The reason it was named ‘massacre’ is to convey how outrageous the killing and destruction was. The soldiers set fire to the tents with kerosene, torches and coal oil. They torched the camps and used oil cans to extend the fire and make it complete without concern to check for anyone in the pits.
Although Colorado was a functioning democracy in 1914, the military arm of the state, which had made violence a central strategy in their efforts to break strikes before, again employed violence and intimidation.
In both Crete and among the strikers, Louis was remembered as a courteous man and a gentleman. He could preserve order even under the most provoking circumstances. He was the single greatest force for peace in the strike. Always dressed very smart, he took pride in his appearance, and at times he would display his knee-length baggy Cretan pants.

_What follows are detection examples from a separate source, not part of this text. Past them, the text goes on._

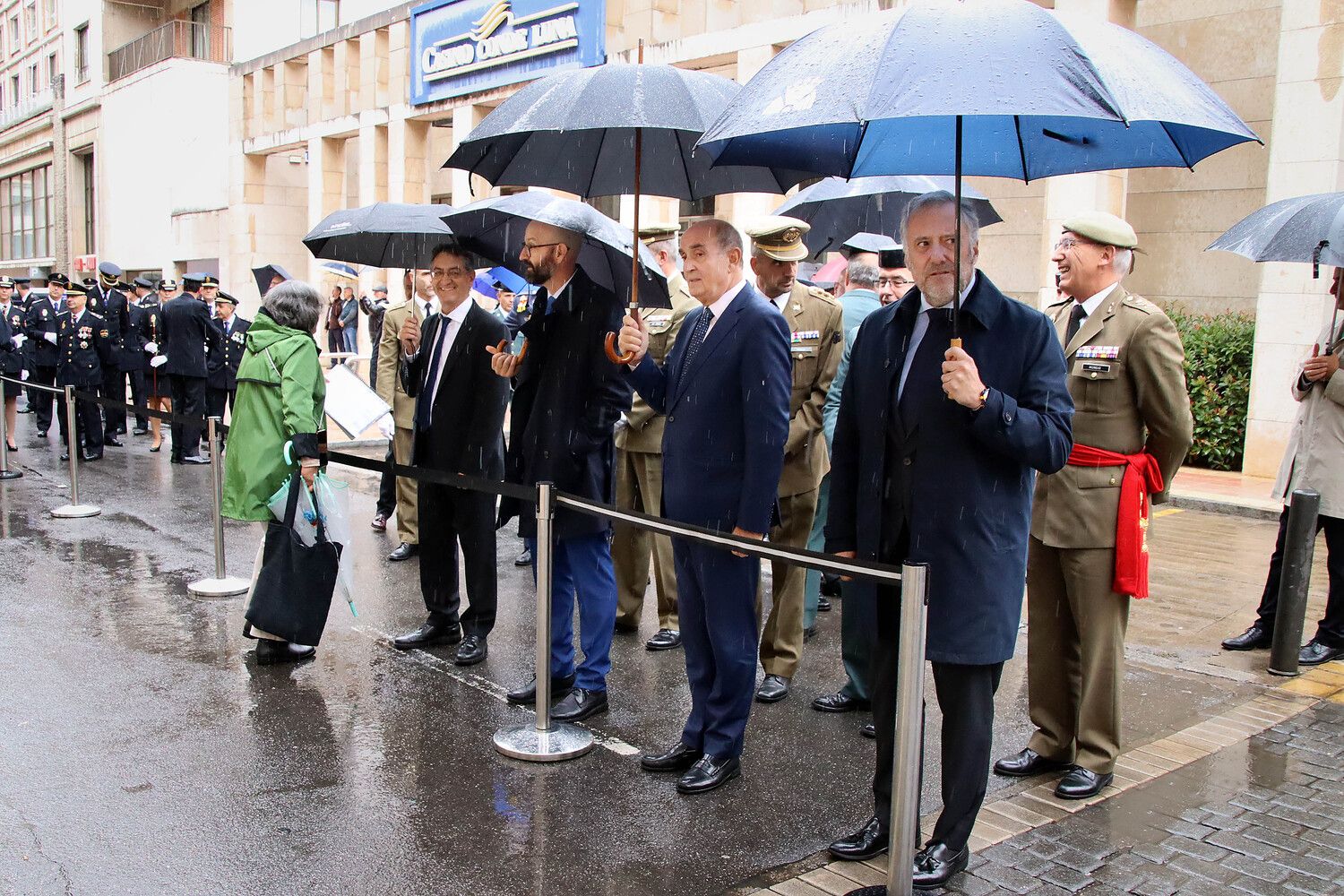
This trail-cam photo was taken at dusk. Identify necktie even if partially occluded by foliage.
[1064,302,1088,347]
[416,320,448,430]
[682,307,714,375]
[898,307,952,423]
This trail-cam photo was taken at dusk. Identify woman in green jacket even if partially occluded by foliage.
[222,280,327,664]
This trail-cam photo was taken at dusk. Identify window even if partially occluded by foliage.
[75,22,89,84]
[0,165,53,259]
[298,0,340,38]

As news of the massacre spread, workers from around the country went on strike to show solidarity with the remaining Colorado strikers. In the aftermath of the massacre, some National Guard units laid down their arms and refused to fight. The union, however, was close to bankruptcy. Unable to sustain the strike, the miners failed to obtain their demands and were replaced with non-union workers.

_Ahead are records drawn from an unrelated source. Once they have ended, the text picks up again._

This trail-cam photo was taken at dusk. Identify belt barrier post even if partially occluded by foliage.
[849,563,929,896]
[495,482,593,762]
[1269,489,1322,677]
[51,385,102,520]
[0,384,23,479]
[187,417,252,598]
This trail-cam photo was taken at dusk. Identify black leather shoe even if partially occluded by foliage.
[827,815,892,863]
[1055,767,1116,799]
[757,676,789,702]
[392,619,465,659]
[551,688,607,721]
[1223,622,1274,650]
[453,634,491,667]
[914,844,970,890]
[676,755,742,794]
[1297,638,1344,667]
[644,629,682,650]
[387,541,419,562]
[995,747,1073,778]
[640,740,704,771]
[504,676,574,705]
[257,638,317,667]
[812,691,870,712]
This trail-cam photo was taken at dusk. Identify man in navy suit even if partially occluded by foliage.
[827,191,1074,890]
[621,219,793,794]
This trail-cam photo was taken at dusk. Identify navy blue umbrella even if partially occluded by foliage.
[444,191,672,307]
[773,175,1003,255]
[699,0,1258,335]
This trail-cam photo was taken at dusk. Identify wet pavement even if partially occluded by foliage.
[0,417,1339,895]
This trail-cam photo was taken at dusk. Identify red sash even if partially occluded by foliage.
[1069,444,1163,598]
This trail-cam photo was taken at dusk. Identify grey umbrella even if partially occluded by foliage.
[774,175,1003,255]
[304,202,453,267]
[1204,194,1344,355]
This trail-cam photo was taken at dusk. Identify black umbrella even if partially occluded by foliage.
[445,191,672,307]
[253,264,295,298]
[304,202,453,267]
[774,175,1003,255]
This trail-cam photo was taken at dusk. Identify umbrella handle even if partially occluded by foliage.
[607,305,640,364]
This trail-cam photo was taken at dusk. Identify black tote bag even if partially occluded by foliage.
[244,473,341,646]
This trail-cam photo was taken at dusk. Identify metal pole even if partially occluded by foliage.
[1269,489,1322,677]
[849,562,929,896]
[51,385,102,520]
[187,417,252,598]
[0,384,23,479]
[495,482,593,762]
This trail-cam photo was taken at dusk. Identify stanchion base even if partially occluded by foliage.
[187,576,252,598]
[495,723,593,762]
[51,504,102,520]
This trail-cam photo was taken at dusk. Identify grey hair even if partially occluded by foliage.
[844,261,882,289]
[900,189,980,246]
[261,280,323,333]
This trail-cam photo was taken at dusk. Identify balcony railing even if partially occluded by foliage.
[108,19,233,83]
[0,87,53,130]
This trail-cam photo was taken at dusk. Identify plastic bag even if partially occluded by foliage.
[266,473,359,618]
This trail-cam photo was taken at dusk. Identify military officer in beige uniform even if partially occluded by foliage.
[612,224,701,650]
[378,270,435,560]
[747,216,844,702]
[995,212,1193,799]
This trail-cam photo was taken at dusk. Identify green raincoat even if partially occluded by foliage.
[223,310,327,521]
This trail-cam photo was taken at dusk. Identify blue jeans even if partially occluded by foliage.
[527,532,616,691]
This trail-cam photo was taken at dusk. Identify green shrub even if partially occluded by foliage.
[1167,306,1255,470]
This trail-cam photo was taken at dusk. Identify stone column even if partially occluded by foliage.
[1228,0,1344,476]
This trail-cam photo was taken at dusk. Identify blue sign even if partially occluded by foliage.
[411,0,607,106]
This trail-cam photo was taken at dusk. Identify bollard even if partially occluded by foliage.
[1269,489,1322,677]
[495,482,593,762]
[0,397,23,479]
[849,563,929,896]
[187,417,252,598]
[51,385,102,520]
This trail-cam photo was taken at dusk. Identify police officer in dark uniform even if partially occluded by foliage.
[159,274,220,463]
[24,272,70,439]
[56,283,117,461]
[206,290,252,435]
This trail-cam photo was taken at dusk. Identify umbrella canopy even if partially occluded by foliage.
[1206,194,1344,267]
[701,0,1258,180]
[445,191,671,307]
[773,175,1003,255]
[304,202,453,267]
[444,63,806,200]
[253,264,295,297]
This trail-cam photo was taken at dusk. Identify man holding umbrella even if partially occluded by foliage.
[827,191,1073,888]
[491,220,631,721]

Although 66 people had been killed by the time the Colorado coalfield violence ended, no National Guardsman was ever prosecuted. Despite regular telegrams informing him of strike events, at a federal inquiry by the U.S. Commission on Industrial Relations John D. Rockefeller Jr. protested his innocence and ignorance of the Ludlow massacre. He refused to answer questions about the violence, reading instead a list of his family’s philanthropic projects.

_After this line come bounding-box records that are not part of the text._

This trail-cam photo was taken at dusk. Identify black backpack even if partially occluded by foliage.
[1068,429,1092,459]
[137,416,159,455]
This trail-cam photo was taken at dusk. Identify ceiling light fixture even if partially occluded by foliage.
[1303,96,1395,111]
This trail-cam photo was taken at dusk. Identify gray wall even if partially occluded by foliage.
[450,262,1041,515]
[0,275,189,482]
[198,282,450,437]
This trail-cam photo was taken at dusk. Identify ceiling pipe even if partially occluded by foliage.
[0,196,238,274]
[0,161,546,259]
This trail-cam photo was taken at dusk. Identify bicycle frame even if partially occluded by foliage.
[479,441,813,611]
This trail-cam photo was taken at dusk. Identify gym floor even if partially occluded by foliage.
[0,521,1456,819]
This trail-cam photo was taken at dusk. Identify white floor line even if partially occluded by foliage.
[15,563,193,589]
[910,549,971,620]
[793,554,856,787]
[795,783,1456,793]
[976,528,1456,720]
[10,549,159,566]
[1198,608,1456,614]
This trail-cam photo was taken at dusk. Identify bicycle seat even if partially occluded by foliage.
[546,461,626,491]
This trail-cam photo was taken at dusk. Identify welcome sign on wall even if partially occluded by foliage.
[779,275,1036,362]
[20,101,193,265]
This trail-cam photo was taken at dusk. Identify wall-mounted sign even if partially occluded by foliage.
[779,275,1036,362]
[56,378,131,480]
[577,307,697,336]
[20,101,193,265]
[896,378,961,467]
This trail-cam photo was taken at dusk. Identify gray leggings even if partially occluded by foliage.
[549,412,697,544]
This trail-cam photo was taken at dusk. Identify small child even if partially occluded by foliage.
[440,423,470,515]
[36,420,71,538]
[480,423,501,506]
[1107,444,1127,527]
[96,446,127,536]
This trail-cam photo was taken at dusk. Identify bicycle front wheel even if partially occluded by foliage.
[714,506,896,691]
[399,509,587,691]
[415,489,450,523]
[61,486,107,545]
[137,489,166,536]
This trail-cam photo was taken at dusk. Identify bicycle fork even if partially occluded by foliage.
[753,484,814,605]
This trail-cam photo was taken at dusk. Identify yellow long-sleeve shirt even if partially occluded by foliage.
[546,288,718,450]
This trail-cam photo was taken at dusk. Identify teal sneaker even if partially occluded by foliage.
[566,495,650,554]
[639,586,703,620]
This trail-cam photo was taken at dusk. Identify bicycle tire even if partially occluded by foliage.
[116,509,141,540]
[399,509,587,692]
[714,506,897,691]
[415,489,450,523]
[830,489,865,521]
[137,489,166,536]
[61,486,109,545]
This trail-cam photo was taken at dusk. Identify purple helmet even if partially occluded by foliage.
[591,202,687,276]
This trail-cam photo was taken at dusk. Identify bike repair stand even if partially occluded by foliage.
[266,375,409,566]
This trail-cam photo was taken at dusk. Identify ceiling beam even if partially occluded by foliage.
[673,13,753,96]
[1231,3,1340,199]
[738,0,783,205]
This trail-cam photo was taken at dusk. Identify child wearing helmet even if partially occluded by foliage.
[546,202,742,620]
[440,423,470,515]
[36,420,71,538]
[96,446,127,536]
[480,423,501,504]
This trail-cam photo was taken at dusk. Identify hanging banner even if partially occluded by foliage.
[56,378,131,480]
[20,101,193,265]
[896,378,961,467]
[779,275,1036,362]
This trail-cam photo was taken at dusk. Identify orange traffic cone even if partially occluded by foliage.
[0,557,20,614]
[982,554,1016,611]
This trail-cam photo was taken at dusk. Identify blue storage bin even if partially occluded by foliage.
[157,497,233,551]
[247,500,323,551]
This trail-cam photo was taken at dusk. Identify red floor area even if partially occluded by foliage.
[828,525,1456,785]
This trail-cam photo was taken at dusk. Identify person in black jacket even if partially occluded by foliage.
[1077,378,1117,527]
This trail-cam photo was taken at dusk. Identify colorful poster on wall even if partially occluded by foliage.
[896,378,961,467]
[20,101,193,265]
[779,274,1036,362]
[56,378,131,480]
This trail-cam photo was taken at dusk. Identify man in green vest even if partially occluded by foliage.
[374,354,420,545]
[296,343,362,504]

Despite the heavy loss of lives and property, the striker’s efforts and losses weren’t entirely in vain. The effects of the strike and the violence encouraged state and federal lawmakers to pass legislation that, in the long run, would help hasten improvements in conditions for working miners. Because of this, a remote southern Colorado prairie at Ludlow will always be deeply etched in the annals of coal mining history. A stone monument honoring those who died is located there. Just a few yards away from the monument, there’s a cellar door where visitors can walk down steep stairs to a dark chamber. This is the ‘death pit’, where the women and children died.